Moreover, the algorithm ecosystem enables the generation of multiple scenarios based on real-time power forecast performance. This ability to simulate different scenarios provides the operational team with valuable insights for making informed decisions. By evaluating different scenarios, the team can optimise workforce allocation, minimise potential risks, and maximise overall operational efficiency.
If you reach this far, then it means that you already know what an algorithm ecosystem is and some of its main benefits. But one other question may remain: what about the synergies of our own Enlitia’s Platform Algorithms? Our platform is built on four main models or algorithms.
The Performance Index is a combination of algorithms that leverage historical data and comparative analysis to assess an asset's energy output. By identifying areas of underperformance and suggesting potential improvements, the performance index helps operators enhance the asset's overall performance and optimise energy production.
Through a combination of algorithms monitoring temperature signals, the health index, helps identify potential issues or anomalies in different components. By detecting problems early, predictive maintenance can be performed, preventing more serious damage and resulting in cost and time savings. The health index also enables predictive maintenance, enhancing the overall reliability and performance of the system.
The Predictive Index is a real-time algorithm that integrates the best power forecast providers, weather sources, and satellite information. By combining these data sources, it accurately predicts the asset's availability for the upcoming days. This enables optimised workforce allocation, minimising downtime, and reducing penalty costs. The real-time nature of the Predictive Index empowers operators to make informed decisions and proactively manage the asset's performance in dynamic operating conditions.

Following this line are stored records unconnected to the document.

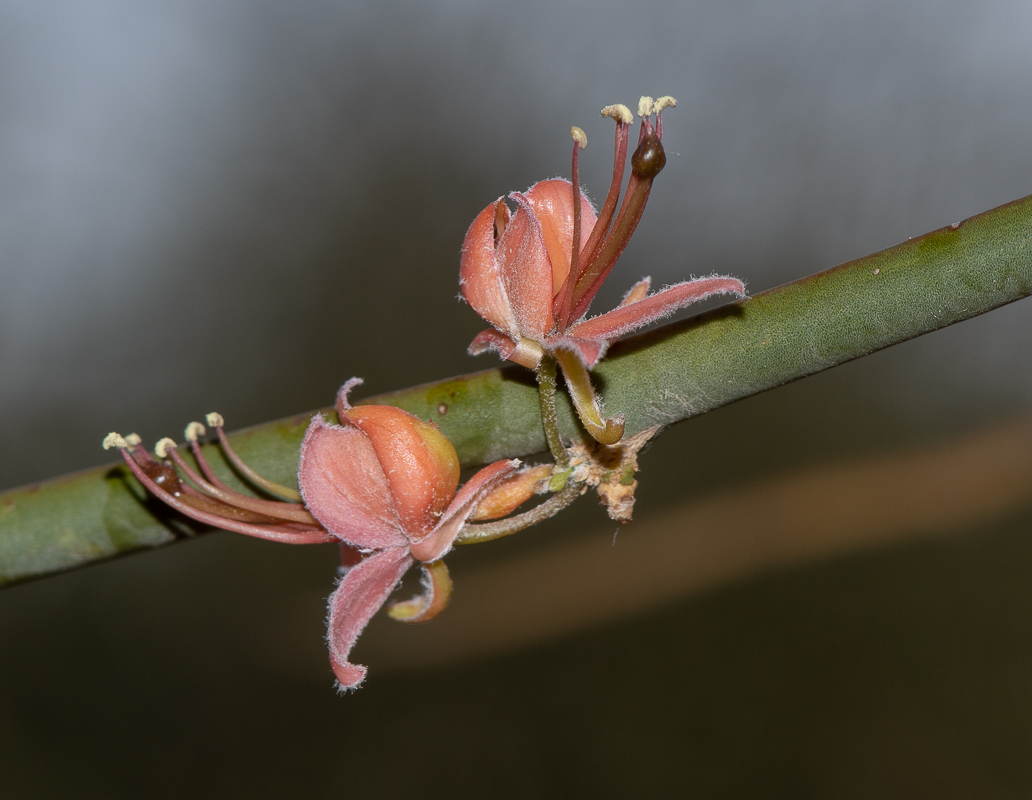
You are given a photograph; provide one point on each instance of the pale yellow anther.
(161, 448)
(665, 102)
(620, 113)
(115, 440)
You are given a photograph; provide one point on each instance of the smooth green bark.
(657, 378)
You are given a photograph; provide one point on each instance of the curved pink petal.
(345, 487)
(526, 270)
(624, 319)
(480, 278)
(441, 539)
(552, 202)
(359, 595)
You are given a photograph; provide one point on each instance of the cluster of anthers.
(207, 500)
(385, 484)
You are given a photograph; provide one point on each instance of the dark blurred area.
(236, 206)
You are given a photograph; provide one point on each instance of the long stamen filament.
(273, 533)
(284, 511)
(607, 432)
(215, 420)
(486, 532)
(549, 419)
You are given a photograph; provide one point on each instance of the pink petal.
(441, 539)
(359, 595)
(526, 270)
(552, 202)
(491, 340)
(437, 592)
(588, 350)
(345, 487)
(480, 278)
(421, 465)
(623, 319)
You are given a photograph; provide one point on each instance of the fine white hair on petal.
(161, 448)
(665, 102)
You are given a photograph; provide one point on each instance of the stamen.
(161, 448)
(575, 242)
(648, 159)
(618, 112)
(215, 420)
(295, 535)
(579, 136)
(287, 512)
(665, 102)
(607, 432)
(562, 304)
(115, 440)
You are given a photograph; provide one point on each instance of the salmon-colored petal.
(441, 539)
(480, 278)
(345, 487)
(526, 270)
(437, 592)
(553, 205)
(626, 318)
(359, 595)
(421, 465)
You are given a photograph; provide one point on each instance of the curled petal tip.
(618, 112)
(437, 594)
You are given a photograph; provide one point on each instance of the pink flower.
(385, 482)
(522, 273)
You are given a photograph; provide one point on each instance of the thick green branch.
(660, 377)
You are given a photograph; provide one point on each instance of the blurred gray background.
(237, 205)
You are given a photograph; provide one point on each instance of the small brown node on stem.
(611, 471)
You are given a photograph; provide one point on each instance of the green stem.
(660, 377)
(549, 419)
(487, 532)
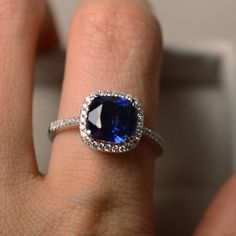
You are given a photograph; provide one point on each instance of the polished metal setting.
(81, 123)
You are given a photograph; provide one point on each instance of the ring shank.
(74, 122)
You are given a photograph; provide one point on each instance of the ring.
(110, 122)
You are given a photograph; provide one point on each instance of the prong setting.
(100, 145)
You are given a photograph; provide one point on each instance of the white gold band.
(110, 122)
(74, 122)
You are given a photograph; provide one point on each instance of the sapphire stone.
(112, 119)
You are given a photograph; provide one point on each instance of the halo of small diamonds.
(130, 143)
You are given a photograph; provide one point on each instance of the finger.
(220, 218)
(48, 38)
(113, 45)
(19, 24)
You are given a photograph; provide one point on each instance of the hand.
(113, 44)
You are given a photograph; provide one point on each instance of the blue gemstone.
(112, 119)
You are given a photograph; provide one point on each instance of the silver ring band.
(81, 123)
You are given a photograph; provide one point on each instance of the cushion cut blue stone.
(112, 119)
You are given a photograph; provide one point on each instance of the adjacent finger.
(19, 27)
(114, 45)
(220, 218)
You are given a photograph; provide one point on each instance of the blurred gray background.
(197, 110)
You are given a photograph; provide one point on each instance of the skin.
(114, 45)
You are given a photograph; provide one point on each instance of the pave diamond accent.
(130, 137)
(112, 119)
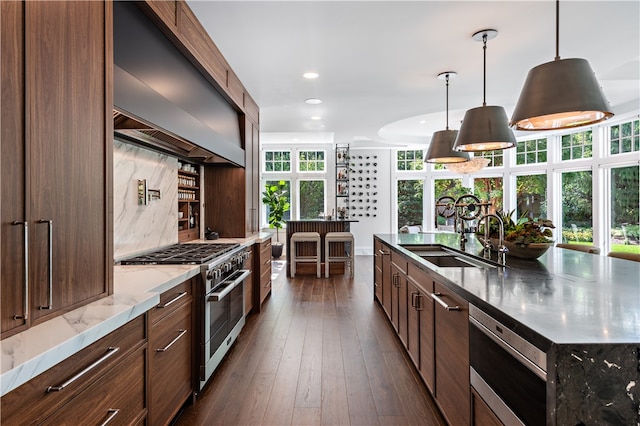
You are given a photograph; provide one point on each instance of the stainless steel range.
(220, 295)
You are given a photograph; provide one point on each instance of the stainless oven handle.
(510, 349)
(216, 297)
(175, 299)
(49, 223)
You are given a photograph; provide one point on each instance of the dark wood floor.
(320, 353)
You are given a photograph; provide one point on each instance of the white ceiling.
(378, 60)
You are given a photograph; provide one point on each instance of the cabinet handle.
(25, 311)
(49, 223)
(111, 351)
(175, 299)
(414, 299)
(436, 297)
(166, 348)
(113, 412)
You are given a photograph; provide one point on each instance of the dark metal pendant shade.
(485, 128)
(560, 94)
(441, 148)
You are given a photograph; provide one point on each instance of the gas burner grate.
(182, 254)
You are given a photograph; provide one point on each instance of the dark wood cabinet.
(108, 374)
(399, 295)
(252, 176)
(262, 273)
(57, 173)
(451, 316)
(171, 353)
(421, 324)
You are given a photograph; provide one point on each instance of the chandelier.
(474, 165)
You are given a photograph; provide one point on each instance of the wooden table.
(321, 226)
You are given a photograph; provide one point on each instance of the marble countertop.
(137, 289)
(563, 297)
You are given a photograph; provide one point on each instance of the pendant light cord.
(447, 103)
(557, 30)
(484, 77)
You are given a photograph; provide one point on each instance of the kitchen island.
(581, 311)
(321, 226)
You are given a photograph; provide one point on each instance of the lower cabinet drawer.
(31, 402)
(170, 363)
(118, 398)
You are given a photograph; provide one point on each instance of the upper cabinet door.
(68, 67)
(56, 178)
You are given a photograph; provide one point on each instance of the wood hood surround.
(201, 120)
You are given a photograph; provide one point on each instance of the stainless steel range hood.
(162, 101)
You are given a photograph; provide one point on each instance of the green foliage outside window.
(531, 194)
(531, 151)
(311, 196)
(277, 161)
(577, 145)
(311, 161)
(489, 189)
(410, 160)
(577, 206)
(625, 137)
(410, 206)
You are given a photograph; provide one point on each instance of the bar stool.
(305, 237)
(338, 237)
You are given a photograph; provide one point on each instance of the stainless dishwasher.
(508, 372)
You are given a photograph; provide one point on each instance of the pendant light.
(560, 94)
(441, 146)
(485, 128)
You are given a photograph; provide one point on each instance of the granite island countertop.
(137, 289)
(582, 310)
(565, 296)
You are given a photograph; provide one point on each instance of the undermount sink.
(444, 258)
(449, 261)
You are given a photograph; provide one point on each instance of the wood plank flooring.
(321, 353)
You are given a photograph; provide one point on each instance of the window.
(277, 161)
(625, 137)
(577, 145)
(448, 187)
(577, 209)
(531, 151)
(311, 161)
(410, 207)
(489, 189)
(311, 196)
(287, 188)
(625, 217)
(496, 157)
(410, 160)
(531, 193)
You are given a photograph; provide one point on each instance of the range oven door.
(511, 383)
(223, 317)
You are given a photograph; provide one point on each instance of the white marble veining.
(140, 228)
(136, 290)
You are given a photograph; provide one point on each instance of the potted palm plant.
(274, 197)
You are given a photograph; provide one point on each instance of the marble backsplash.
(140, 228)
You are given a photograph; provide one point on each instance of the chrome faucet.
(502, 250)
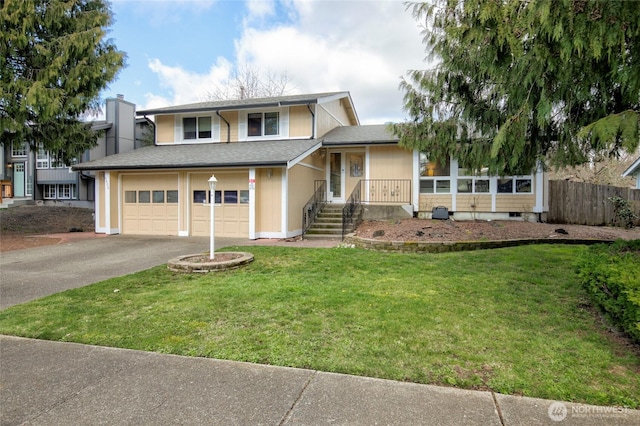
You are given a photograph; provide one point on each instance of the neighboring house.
(634, 170)
(32, 176)
(270, 156)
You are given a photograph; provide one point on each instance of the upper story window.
(196, 128)
(42, 159)
(263, 124)
(46, 160)
(434, 177)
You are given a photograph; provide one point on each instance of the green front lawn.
(513, 320)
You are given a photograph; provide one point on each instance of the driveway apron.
(37, 272)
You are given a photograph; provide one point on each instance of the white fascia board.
(304, 155)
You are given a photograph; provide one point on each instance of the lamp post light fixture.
(212, 188)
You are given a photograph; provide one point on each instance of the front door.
(18, 180)
(336, 177)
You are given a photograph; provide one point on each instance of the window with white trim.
(19, 149)
(434, 177)
(263, 124)
(60, 191)
(42, 159)
(472, 182)
(515, 185)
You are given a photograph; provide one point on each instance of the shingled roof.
(275, 101)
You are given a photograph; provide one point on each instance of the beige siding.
(300, 123)
(331, 115)
(301, 188)
(390, 162)
(473, 203)
(102, 214)
(184, 201)
(113, 194)
(428, 202)
(268, 201)
(165, 125)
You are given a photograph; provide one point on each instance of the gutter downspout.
(313, 122)
(228, 126)
(152, 124)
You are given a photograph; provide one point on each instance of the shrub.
(611, 276)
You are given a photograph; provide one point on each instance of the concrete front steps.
(328, 224)
(15, 202)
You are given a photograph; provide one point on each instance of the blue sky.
(178, 51)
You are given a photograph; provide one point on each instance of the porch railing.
(352, 210)
(315, 204)
(396, 191)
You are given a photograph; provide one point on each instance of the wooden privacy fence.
(587, 204)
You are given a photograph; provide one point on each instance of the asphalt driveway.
(36, 272)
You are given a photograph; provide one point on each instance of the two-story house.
(270, 156)
(31, 175)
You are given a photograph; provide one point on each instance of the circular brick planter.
(200, 263)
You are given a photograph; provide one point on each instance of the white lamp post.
(212, 187)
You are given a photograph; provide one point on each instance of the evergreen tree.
(54, 61)
(518, 81)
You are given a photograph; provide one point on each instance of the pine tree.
(54, 61)
(516, 82)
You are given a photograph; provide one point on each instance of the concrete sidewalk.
(54, 383)
(47, 383)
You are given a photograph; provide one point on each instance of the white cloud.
(360, 46)
(185, 86)
(259, 9)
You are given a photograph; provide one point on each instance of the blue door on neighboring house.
(18, 179)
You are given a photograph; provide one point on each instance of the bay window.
(263, 124)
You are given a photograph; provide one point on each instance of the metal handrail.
(388, 191)
(314, 205)
(351, 212)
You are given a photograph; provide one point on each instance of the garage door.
(150, 204)
(231, 204)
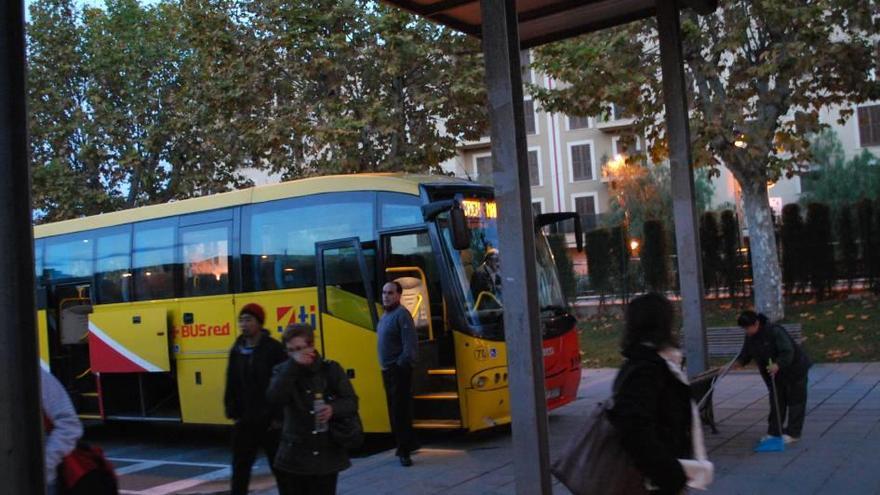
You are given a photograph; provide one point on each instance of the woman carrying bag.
(653, 412)
(647, 438)
(320, 417)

Our Trust Index plays a crucial role in the Algorithm Ecosystem by validating and preparing the data used by the other algorithms. By performing data cleaning, normalisation, and quality control, the Trust Index helps to ensure the accuracy, reliability, and integrity of the data, enabling the subsequent algorithms to generate more accurate and reliable results.
By leveraging the strengths of each algorithm and facilitating data sharing and collaboration, the Algorithm Ecosystem offers several advantages such as enhanced performance, global optimisation, adaptability to changing strategies, utilisation of preceding knowledge, and the ability to simulate scenarios for better decision-making, impacting directly on the revenue.